Wer nun in den Standardwerken zu frühen deutschen Wagen von Schrader und seinem Vorläufer von Fersen nachschlägt, wird dort nahezu nichts zum Opel 6/16 PS-Modell finden – kein Bild, keine Prospektabbildung, keine technischen Daten.

Dieser Mangel ist nur eines von vielen Beispielen für den Bedarf nach Nachfolgern dieser stark veralteten und oft fehlerhaften Werke (die dennoch unverzichtbar sind).

Angesichts der Ausgangsituation mag man sich fragen, wie der Verfasser auf die Zuschreibung „Opel 6/16 PS“ gekommen ist. Dazu werfen wir erst einmal den üblichen Blick auf die Frontpartie:

Opel_6-16_PS_Tourer_Foto_Gorski_Jauer_Frontpartie

Auch wenn das ovale Emblem auf dem Kühler nicht lesbar ist, sprechen zwei Merkmale für ein kleines Modell von Opel aus der Zeit vor dem 1. Weltkrieg:

  • birnenförmiger Kühler mit markentypischem Verschlussdeckel
  • leicht angeschrägte Luftschlitze in der kurzen Motorhaube

Form der Nabenkappe, Zahl der Radbolzen und Trittbretthalterung am Rahmen entsprechen ebenfalls vollkommen den Verhältnissen bei Opel-Vorkriegsmodellen.

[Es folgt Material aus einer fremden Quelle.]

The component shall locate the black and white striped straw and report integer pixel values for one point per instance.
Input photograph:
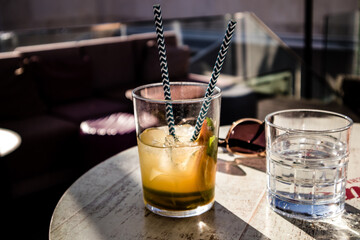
(215, 74)
(164, 68)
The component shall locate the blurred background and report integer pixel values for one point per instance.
(284, 54)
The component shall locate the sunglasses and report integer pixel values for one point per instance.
(245, 137)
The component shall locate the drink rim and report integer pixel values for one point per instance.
(347, 126)
(217, 93)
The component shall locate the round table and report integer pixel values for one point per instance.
(106, 203)
(9, 141)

Irritierend sind auf den ersten Blick die vor 1918 unüblichen elektrischen Scheinwerfer. Sie sprechen wie die Gestaltung der Werbung für „Auto Nitsche“ im Hintergrund dafür, dass dieses Foto nach dem 1. Weltkrieg entstanden sein muss.

Das Auto selbst ist aber ganz klar ein Vorkriegsmodell. Zum einen begann Opel schon 1914, seine Wagen mit dem modischen Spitzkühler auszustatten, der nach Kriegsende einige Jahre Standard bleiben sollte.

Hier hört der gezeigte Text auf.